Les Amap permettent d’abord à des paysans qui ont du mal à vivre de leur activité de maintenir leur activité en se sentant moins isolés et en ayant une sécurité financière indispensable pour pouvoir se projeter. Par ailleurs, de nombreuses Amap soutiennent des jeunes agriculteurs en installation. Certaines Amap s’engagent même dans une démarche d’appropriation collective de terres agricoles pour faciliter l’accès au foncier à des jeunes paysans. Autant dire que les Amap, au même titre que les circuits courts, permettent aux producteurs engagés dans une démarche de désentisification et de conversion écologique de leur production de trouver des filières d’écoulement où ils ne sont pas pris en otages comme dans la grande distribution.
Enfin, certaines Amap réfléchissent également aux moyens à mettre en ouvre pour permettre à des familles démunies d’avoir accès à des paniers de légumes via des partenariat avec des centres sociaux (en Rhône-Alpes principalement).

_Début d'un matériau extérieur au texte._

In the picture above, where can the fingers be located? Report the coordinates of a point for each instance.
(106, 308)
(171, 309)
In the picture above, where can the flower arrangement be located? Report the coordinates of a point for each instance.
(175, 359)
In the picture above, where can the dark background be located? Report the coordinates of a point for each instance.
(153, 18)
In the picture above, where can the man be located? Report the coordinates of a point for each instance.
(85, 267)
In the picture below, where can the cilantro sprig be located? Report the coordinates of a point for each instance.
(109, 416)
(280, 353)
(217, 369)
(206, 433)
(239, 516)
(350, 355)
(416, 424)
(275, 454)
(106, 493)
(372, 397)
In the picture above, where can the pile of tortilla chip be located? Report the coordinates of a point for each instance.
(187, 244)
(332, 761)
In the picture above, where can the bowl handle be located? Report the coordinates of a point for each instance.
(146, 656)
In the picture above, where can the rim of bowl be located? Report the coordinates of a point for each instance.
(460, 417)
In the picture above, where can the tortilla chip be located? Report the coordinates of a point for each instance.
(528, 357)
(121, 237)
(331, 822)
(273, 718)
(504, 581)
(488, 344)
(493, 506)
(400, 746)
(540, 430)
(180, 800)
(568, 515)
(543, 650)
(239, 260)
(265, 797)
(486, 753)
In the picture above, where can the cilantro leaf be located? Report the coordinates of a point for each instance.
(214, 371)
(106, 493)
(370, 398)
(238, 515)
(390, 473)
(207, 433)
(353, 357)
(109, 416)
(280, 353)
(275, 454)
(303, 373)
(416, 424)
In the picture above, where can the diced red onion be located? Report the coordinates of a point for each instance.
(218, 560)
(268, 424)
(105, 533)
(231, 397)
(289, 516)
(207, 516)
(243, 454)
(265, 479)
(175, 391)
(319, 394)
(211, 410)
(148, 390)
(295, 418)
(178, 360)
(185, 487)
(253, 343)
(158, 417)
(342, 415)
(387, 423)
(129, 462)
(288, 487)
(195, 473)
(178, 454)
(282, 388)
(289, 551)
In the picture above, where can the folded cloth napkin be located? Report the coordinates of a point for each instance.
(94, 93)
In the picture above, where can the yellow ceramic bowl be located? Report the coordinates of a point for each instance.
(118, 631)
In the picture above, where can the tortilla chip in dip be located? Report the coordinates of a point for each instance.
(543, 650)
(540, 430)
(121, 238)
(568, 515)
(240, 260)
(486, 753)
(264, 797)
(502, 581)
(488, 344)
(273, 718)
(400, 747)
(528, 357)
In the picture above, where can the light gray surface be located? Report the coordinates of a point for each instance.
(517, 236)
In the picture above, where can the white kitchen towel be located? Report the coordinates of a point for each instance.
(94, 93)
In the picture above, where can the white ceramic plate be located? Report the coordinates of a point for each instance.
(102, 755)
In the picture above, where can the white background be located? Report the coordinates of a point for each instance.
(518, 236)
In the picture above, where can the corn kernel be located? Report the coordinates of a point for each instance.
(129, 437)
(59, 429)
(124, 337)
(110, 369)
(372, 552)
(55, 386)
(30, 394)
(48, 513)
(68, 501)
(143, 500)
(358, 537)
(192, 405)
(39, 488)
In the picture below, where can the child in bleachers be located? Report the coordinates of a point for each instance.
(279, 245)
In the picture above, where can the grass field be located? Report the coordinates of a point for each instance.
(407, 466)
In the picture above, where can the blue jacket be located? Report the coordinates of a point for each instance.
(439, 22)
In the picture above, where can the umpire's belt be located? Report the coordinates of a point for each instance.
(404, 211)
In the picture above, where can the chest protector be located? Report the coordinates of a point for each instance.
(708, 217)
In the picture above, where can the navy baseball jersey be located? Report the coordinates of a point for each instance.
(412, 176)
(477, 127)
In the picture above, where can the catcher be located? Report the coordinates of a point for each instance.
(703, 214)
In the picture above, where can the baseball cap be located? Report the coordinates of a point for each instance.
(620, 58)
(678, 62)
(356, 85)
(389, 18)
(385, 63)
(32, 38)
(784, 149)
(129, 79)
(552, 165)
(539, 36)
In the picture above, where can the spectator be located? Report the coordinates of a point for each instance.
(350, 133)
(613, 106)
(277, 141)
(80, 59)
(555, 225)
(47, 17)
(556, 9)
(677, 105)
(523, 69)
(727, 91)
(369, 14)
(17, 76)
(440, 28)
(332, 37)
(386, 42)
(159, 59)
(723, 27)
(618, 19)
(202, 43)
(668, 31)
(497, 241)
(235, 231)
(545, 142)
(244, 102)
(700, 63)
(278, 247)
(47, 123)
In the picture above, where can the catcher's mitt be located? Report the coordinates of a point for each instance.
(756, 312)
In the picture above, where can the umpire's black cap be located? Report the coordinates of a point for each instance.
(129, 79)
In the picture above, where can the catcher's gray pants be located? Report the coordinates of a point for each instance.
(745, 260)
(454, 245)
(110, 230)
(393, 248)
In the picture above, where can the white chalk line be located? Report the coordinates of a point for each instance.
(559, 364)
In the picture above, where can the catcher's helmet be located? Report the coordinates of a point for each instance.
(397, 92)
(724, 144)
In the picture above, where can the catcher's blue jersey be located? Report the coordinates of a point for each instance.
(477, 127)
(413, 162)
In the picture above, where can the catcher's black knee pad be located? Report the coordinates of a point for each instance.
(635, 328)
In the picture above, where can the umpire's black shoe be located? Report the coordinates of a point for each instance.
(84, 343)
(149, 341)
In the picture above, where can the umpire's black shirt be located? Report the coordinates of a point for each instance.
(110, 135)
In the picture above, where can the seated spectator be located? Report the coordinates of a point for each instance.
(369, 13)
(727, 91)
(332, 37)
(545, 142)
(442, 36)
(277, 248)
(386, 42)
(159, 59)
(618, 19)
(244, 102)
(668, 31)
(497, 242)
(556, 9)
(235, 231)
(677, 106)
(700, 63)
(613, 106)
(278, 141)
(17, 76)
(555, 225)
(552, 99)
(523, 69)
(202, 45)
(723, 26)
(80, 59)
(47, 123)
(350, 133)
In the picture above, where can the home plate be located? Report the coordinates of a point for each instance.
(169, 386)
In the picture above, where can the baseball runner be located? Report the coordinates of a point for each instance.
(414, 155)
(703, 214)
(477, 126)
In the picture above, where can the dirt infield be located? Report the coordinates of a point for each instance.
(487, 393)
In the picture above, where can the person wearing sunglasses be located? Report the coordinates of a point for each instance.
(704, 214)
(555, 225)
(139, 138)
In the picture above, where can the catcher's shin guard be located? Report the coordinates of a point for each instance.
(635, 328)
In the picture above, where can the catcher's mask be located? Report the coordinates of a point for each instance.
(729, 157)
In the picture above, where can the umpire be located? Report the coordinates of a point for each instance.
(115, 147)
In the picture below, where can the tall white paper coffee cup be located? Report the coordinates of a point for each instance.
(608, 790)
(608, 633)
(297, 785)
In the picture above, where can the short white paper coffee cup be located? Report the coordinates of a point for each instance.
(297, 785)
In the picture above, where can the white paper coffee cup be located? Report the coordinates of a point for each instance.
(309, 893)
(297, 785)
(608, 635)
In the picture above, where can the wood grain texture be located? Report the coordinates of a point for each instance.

Adhérer à une AMAP implique de consommer local. Sans même penser aux fruits et légumes exotiques qui ne sont donc plus consommés, est-il réellement envisageable que la population d’un même pays n’ait pas la possibilité d’avoir accès aux fruits et légumes cultivés sur le territoire national sous prétexte qu’ils ne sont pas produits localement ?
Essayons de ne pas être » jusqu’au boutiste » dans nos raisonnements. Les Amap essayent d’encourager le retour à une agriculture vivrière ou la biodiversité ait toute sa place et de revenir des schémas de l’agriculture intensive qui a encourage la spécialisation des territoires et les monocultures qui sont dévastatrices pour l’environnement. Il ne s’agit pas d’interdire le fait qu’il y ait des échanges entre régions autour de productions locales spécifiques à certains types de terres, certains types de terroirs. En revanche, consommer local veut aussi dire refuser qu’on continue de surproduire certaines denrées alimentaires que nous, pays occidentaux, écoulons ensuite dans des pays en voie de développement selon des procédés de dumping économiques qui déstructurent et anéantissent les agricultures vivrières locales.
Pensez-vous que mettre le respect de la terre au cœur des préoccupations de consommation est le premier pas d’une redéfinition de la société dans le cadre de l’économie humaine ?
Je pense que nous devons nous respecter nous mêmes et les générations à venir et sérieusement nous poser la question de se qui nous nourrit, dans tous les sens du terme. Il s’agit d’arrêter de se remplir sans relâche, de remplir sans relâche nos caddies, nos armoires, nos maisons pour se demander de quelle énergie nous souhaitons bruler. Les Amap permettent, sur cet élément essentiel et intime de notre quotidien qu’en la nourriture de retrouver le sens de la mesure et aller vers une alimentation plus sobre mais plus vivante, plus savoureuse. C’est effectivement le premier pas vers un questionnement personnel plus large sur notre rapport à la terre, à l’économie, au territoire que nous habitons, à l’autre.